Figure 4 decomposes the change in monthly oil production from all regions into the positive contribution of new wells (the blue line) and the negative contribution from existing wells (the red line), the latter being almost invariably negative as a result of the natural lifecycle declines in well production. Consequently, aggregate production increases whenever output from new wells (the blue line) exceeds the natural output declines among existing wells (the red line). Despite productivity improvements, output from new wells began falling in mid-2015 as the number of well completions dropped significantly. This pushed the positive contribution from new wells below the negative contribution from existing wells, resulting in aggregate production declines. The drag from existing well declines, however, peaked shortly thereafter, mitigating the fall in aggregate output. Completions of larger wells and productivity improvements among legacy wells have softened the negative pull from existing wells.
Source: Drilling Productivity Report, EIA, March 2016.
Figure 5. Rigs Needed for Flat Production.
Source: Drilling Productivity Report, EIA, March 2016.
This figure shows the number of rigs needed to maintain a constant production level, rigs needed for flat production (RNFP). The data are from the EIA’s Drilling Productivity Report, March 2016. The RNFP is constructed by calculating the number of new rigs necessary to offset observed declines from existing wells, using the prior month’s estimate of new production per rig. We compare the RNFP (in red) to the rig count (in blue). As rig efficiency has increased and legacy-well decline curves have shifted up, and as total production has gradually fallen, the RNFP has declined.
Figure 6. Cash Costs. Verbal Description.
Source: SEC filings and investor reports. 2015 results only reported through Q3. Weights based on barrels oil produced
Sum of operating costs, G&A expenses, and production taxes (excludes interest)
This figure plots cash costs reported by shale oil producers in SEC filings.
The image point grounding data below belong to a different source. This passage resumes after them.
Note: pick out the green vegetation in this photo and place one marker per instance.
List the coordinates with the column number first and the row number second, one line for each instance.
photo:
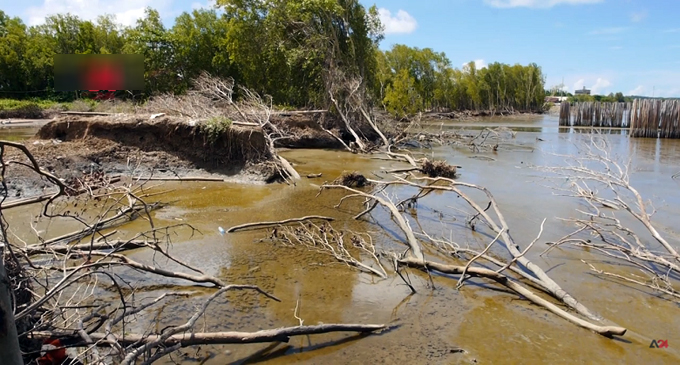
column 215, row 127
column 297, row 51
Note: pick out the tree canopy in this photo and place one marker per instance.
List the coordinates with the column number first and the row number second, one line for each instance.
column 293, row 50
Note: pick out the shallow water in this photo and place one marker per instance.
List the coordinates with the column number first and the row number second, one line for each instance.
column 492, row 326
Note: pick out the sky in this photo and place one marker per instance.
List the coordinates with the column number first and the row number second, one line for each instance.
column 631, row 46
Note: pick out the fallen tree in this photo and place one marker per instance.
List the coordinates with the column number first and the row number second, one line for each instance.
column 57, row 283
column 526, row 271
column 602, row 182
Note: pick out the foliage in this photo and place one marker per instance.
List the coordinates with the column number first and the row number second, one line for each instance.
column 413, row 79
column 214, row 128
column 289, row 49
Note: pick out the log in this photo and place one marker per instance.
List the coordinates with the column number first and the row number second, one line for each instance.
column 87, row 113
column 520, row 289
column 175, row 178
column 63, row 249
column 411, row 240
column 277, row 223
column 300, row 112
column 217, row 338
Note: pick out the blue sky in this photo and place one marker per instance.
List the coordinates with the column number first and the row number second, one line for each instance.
column 632, row 46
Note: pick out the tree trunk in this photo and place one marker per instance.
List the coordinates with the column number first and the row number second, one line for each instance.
column 9, row 342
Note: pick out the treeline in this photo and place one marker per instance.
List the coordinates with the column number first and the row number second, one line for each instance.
column 297, row 51
column 411, row 80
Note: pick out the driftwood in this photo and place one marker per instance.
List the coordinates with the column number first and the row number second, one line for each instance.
column 222, row 338
column 277, row 223
column 183, row 178
column 518, row 264
column 326, row 239
column 500, row 228
column 517, row 288
column 87, row 113
column 603, row 184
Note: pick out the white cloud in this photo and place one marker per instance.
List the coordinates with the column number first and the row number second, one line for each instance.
column 600, row 85
column 210, row 4
column 638, row 16
column 536, row 3
column 608, row 31
column 640, row 91
column 126, row 11
column 479, row 64
column 401, row 23
column 578, row 85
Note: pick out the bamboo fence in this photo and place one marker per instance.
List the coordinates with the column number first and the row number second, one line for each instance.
column 654, row 118
column 595, row 114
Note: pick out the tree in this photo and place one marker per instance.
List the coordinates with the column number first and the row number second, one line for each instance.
column 150, row 38
column 402, row 98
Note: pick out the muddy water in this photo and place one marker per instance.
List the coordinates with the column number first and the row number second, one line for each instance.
column 490, row 325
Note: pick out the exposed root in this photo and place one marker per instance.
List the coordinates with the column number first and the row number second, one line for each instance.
column 352, row 180
column 438, row 169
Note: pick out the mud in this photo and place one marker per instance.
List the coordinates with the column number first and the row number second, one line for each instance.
column 73, row 146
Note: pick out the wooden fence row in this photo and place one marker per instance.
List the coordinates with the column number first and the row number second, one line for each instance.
column 651, row 118
column 595, row 114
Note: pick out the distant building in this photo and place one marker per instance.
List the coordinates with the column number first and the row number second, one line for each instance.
column 555, row 99
column 583, row 91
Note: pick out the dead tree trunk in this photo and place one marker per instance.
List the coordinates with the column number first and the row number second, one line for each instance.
column 9, row 342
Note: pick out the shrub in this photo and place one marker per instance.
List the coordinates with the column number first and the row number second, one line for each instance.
column 214, row 127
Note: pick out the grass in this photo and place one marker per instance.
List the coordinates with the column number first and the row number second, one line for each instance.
column 43, row 108
column 214, row 128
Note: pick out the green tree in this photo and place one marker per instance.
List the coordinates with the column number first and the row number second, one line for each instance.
column 402, row 97
column 150, row 38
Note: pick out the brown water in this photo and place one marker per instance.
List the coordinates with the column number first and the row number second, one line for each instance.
column 492, row 326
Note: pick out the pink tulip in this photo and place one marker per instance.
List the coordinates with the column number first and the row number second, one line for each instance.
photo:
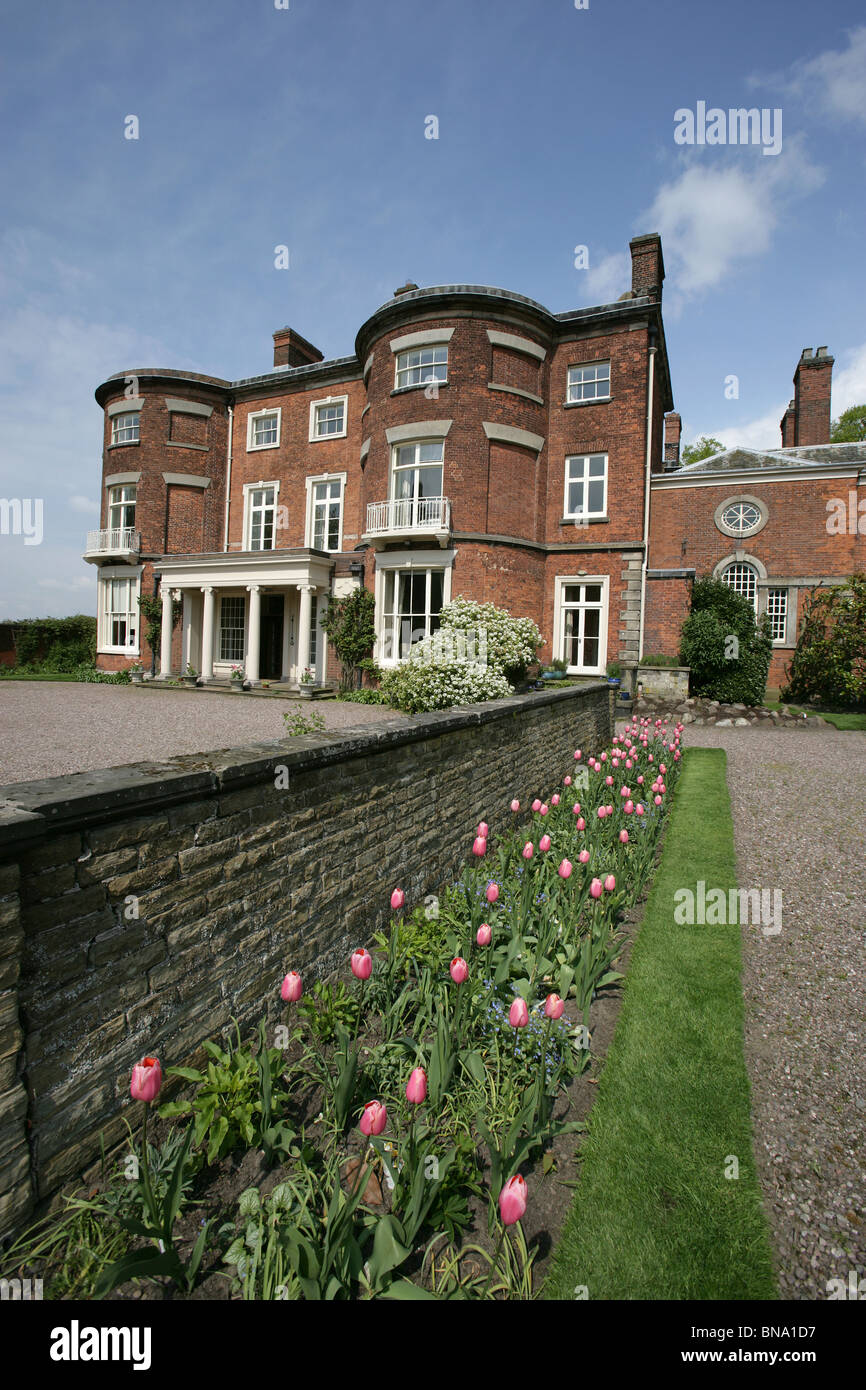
column 362, row 965
column 146, row 1080
column 292, row 987
column 416, row 1087
column 374, row 1118
column 519, row 1014
column 513, row 1200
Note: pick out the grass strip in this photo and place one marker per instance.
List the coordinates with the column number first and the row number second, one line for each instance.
column 655, row 1216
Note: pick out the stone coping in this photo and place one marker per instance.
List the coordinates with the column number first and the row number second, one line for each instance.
column 31, row 809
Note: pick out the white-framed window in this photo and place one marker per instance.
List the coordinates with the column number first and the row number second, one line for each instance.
column 777, row 610
column 580, row 619
column 118, row 613
column 232, row 617
column 260, row 521
column 590, row 381
column 121, row 508
column 263, row 428
column 585, row 485
column 420, row 366
column 742, row 578
column 125, row 428
column 328, row 419
column 325, row 512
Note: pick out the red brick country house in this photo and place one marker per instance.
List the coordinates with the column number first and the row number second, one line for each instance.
column 772, row 523
column 473, row 444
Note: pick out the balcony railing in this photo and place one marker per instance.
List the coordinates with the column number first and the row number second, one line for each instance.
column 113, row 541
column 407, row 516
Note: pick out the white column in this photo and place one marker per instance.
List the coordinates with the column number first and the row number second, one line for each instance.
column 303, row 626
column 253, row 634
column 166, row 633
column 207, row 634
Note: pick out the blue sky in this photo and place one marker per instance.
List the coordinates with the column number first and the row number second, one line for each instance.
column 306, row 127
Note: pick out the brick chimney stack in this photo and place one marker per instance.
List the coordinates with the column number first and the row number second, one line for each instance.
column 673, row 428
column 811, row 405
column 293, row 350
column 647, row 266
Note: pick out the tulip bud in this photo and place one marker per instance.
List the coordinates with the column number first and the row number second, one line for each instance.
column 519, row 1014
column 146, row 1080
column 292, row 987
column 362, row 963
column 374, row 1118
column 416, row 1089
column 513, row 1200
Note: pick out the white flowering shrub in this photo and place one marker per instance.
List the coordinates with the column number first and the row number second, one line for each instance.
column 467, row 660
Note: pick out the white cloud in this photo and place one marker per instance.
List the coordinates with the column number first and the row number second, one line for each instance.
column 713, row 214
column 834, row 81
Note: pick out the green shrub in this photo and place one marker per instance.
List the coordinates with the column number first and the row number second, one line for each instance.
column 729, row 653
column 829, row 666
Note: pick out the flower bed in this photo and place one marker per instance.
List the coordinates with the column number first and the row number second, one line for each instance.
column 395, row 1133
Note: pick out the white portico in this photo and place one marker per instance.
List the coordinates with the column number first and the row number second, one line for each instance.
column 259, row 610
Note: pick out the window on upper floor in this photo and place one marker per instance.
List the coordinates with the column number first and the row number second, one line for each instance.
column 121, row 508
column 421, row 366
column 263, row 430
column 328, row 419
column 327, row 513
column 585, row 485
column 262, row 516
column 590, row 381
column 125, row 428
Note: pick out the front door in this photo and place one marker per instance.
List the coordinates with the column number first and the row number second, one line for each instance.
column 270, row 656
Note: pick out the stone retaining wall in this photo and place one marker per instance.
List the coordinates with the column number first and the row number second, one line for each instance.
column 143, row 906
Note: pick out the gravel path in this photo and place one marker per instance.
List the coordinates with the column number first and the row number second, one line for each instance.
column 798, row 802
column 49, row 727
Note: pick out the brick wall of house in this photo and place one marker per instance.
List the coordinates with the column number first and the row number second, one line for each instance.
column 116, row 886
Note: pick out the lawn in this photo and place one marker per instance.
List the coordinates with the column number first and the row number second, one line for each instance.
column 658, row 1214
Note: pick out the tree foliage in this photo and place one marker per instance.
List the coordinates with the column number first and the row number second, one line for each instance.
column 727, row 651
column 850, row 427
column 350, row 631
column 702, row 448
column 829, row 666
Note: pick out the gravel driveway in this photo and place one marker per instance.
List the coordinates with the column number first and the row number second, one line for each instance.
column 798, row 802
column 53, row 727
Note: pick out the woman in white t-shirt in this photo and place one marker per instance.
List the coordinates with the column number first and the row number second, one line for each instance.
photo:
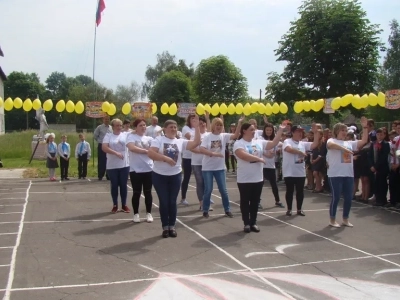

Values for 2013 and 2014 correspond to annual (10-K) reports, and values for 2015 correspond to the first three quarters of 2015 (retrieved from 10-Q reports). Individual firms’ values are displayed as blue dots, and the production-weighted average is reported as a red line. A handful of extreme outliers are omitted from the scatter (but not from the average). The weighted average is flat at about $18 per barrel in 2013 and 2014 then falls to just under $14 per barrel in 2015. In 2013, values for individual producers range from about $12 per barrel to above $30 per barrel. The total range is largely unchanged in 2014, but most firms are clustered closer together. In 2015, the minimum value falls to under $9 per barrel, with a close formation of firms below $20 and a few outliers above that level.
Figure 7. Long-Cycle Breakeven Estimates. Verbal Description.
Source: Federal Reserve Bank of Kansas City firm survey, profitable price for drilling
This figure plots self-reported long-cycle breakevens from the FRB Kansas City energy surveys of 2014q3, 2015q1, and 2015q3. The red line shows the simple average across firms, which fell from almost $80 per barrel in 2014q3 to just over $60 per barrel in 2015q1 and 2015q3. The figure also shows the range of reported breakevens for each quarter (shown by blue bars indicating the space between minimum and maximum values). The breakevens range from about $55 to about $95 in 2014q3. In 2015q1, the range moves down and narrows, with breakevens ranging from about $45 to about $75. In 2015q1, the range tightens further with minimum and maximum values of $50 and $75, respectively.